Ein Vorschlag in Güte
[464] Ein Vorschlag in Güte. Der bekannte amerikanische Dichter Longfellow lebte vor einigen Jahren zu Newport in tiefster Zurückgezogenheit, mit der Abfassung eines neuen poetischen Werkes beschäftigt, das seiner „Evangeline“ in keiner Weise nachstehen sollte. Eines Tages begehrte ein Fremder ziemlich ungestüm, den Dichter zu sprechen, wurde jedoch von dem Dienstmädchen rund abgewiesen. Er wollte sich dies durchaus nicht gefallen lassen, und die Dienerin ging, weil der Unbekannte hartnäckig darauf, bestand, ihren Herrn selbst noch einmal zu fragen, ob er den Mann empfangen wolle, allein der Dichter wünschte durchaus ungestört zu bleiben. Als der Besucher diesen Bescheid erhielt, schob er das Mädchen ohne Weiteres bei Seite und drang in das Studirzimmer des überraschten Dichters ein, der den Eindringling mit finsterer Miene empfing.

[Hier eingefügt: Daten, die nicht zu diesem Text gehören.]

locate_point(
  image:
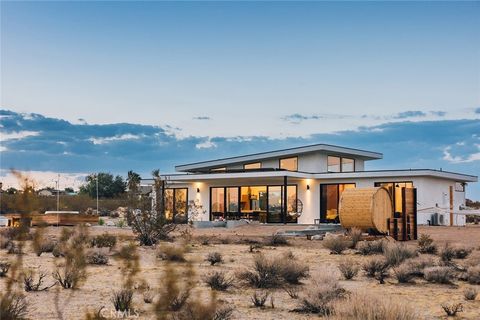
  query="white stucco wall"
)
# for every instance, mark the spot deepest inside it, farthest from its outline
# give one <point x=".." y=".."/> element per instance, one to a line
<point x="431" y="192"/>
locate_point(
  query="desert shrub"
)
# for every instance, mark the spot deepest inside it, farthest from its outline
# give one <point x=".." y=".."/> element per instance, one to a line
<point x="57" y="251"/>
<point x="470" y="293"/>
<point x="371" y="247"/>
<point x="4" y="267"/>
<point x="32" y="284"/>
<point x="3" y="242"/>
<point x="97" y="257"/>
<point x="461" y="252"/>
<point x="349" y="268"/>
<point x="214" y="258"/>
<point x="292" y="271"/>
<point x="426" y="245"/>
<point x="292" y="291"/>
<point x="44" y="246"/>
<point x="396" y="253"/>
<point x="452" y="309"/>
<point x="13" y="306"/>
<point x="336" y="244"/>
<point x="277" y="240"/>
<point x="104" y="241"/>
<point x="355" y="235"/>
<point x="259" y="298"/>
<point x="375" y="266"/>
<point x="447" y="253"/>
<point x="174" y="253"/>
<point x="73" y="272"/>
<point x="365" y="306"/>
<point x="404" y="273"/>
<point x="265" y="274"/>
<point x="122" y="300"/>
<point x="473" y="275"/>
<point x="218" y="281"/>
<point x="13" y="248"/>
<point x="147" y="295"/>
<point x="319" y="298"/>
<point x="417" y="265"/>
<point x="438" y="274"/>
<point x="273" y="272"/>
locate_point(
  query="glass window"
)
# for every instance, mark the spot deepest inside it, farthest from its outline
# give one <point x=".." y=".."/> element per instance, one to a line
<point x="169" y="204"/>
<point x="330" y="198"/>
<point x="395" y="190"/>
<point x="333" y="164"/>
<point x="291" y="203"/>
<point x="274" y="204"/>
<point x="232" y="202"/>
<point x="348" y="165"/>
<point x="460" y="186"/>
<point x="217" y="202"/>
<point x="290" y="164"/>
<point x="257" y="165"/>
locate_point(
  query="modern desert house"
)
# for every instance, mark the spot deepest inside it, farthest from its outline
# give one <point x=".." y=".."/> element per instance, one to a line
<point x="253" y="186"/>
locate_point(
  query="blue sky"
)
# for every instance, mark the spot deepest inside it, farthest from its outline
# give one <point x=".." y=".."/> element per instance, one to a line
<point x="145" y="85"/>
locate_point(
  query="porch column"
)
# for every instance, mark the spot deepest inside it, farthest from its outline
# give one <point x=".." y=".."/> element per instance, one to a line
<point x="284" y="211"/>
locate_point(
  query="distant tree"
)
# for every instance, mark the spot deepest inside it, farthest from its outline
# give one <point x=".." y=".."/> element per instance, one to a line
<point x="133" y="181"/>
<point x="108" y="186"/>
<point x="472" y="204"/>
<point x="11" y="190"/>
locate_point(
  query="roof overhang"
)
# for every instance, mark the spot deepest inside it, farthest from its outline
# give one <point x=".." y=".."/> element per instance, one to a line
<point x="336" y="150"/>
<point x="399" y="173"/>
<point x="277" y="175"/>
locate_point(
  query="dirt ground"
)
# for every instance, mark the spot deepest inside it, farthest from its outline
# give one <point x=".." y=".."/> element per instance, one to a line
<point x="97" y="290"/>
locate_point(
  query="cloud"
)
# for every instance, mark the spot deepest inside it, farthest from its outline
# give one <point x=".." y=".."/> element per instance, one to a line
<point x="127" y="136"/>
<point x="438" y="113"/>
<point x="207" y="144"/>
<point x="15" y="135"/>
<point x="201" y="118"/>
<point x="409" y="114"/>
<point x="82" y="148"/>
<point x="297" y="117"/>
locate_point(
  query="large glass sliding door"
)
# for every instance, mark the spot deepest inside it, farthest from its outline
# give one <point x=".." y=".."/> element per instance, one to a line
<point x="260" y="203"/>
<point x="176" y="204"/>
<point x="329" y="201"/>
<point x="275" y="208"/>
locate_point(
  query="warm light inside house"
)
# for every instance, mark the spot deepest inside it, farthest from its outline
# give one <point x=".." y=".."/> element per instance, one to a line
<point x="290" y="164"/>
<point x="256" y="165"/>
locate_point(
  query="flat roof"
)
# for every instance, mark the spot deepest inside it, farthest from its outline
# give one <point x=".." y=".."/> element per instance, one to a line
<point x="337" y="150"/>
<point x="402" y="173"/>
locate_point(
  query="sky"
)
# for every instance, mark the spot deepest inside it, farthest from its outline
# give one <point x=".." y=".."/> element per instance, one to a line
<point x="118" y="86"/>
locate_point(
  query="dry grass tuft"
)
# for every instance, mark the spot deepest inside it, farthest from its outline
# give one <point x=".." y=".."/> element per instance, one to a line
<point x="218" y="281"/>
<point x="364" y="306"/>
<point x="336" y="243"/>
<point x="470" y="293"/>
<point x="320" y="297"/>
<point x="174" y="253"/>
<point x="349" y="268"/>
<point x="426" y="245"/>
<point x="4" y="267"/>
<point x="439" y="274"/>
<point x="473" y="275"/>
<point x="371" y="247"/>
<point x="214" y="258"/>
<point x="452" y="309"/>
<point x="396" y="253"/>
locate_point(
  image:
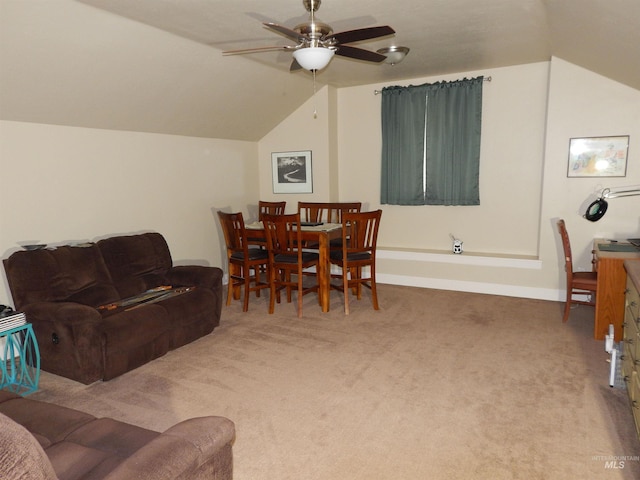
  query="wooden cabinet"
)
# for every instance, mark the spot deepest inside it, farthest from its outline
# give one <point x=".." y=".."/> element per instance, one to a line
<point x="631" y="339"/>
<point x="611" y="285"/>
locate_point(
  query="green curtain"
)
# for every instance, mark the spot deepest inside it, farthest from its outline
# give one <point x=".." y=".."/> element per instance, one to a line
<point x="431" y="143"/>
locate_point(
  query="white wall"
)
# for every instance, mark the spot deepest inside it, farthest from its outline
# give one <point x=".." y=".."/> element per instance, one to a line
<point x="584" y="104"/>
<point x="529" y="114"/>
<point x="67" y="185"/>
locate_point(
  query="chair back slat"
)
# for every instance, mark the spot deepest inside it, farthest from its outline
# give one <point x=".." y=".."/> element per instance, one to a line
<point x="282" y="233"/>
<point x="234" y="231"/>
<point x="360" y="231"/>
<point x="270" y="208"/>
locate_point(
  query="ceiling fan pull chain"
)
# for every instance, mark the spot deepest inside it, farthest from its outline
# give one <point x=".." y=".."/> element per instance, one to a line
<point x="315" y="110"/>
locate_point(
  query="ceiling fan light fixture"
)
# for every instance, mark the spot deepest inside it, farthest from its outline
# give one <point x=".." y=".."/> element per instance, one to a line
<point x="313" y="58"/>
<point x="394" y="54"/>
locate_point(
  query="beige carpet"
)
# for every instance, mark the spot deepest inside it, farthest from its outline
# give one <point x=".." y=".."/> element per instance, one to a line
<point x="435" y="385"/>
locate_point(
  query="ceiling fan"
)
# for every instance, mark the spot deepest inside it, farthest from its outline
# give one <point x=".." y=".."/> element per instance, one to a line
<point x="316" y="43"/>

„Mr. Longfellow,“ sagte der Letztere, „Sie müssen meine Dreistigkeit entschuldigen, allein mich führt ein Geschäft hierher, welches bei Weitem wichtiger für Sie als für mich ist, und ich komme deswegen extra von Boston aus hierher. Dort existirt nämlich eine große Stiefelwichsfabrik, die Ihnen wohl bekannt sein wird, Sie wissen ja – Warren und Compagnie. Diese Leute halten sich einen Dichter, der ihnen gereimte Annoncen und Etiketten für ihre Wichse verfertigt, und sie machen durch diese Verse sehr gute Geschäfte. Nun müssen Sie wissen, daß ich ebenfalls ein Wichsfabrikant bin, und so dachte ich, wenn wir in Compagnie arbeiteten – Sie lieferten die Reime und ich die Wichse – so könnten wir ein famoses Geschäft machen, noch viel besser als Warren und Compagnie. Sie würden dabei nicht schlecht fahren, sage ich Ihnen – was meinen Sie dazu?“
„Werft ihn hinaus! Werft ihn hinaus!“ rief Longfellow im höchsten Zorn, und so verließ der indiscrete Wichsfabrikant das Zimmer mit noch größerer Eile, als er es betreten hatte, indem er dabei viel von „unpraktischen Menschen, die ihren Vortheil nicht einsehen“, vor sich hin murmelte.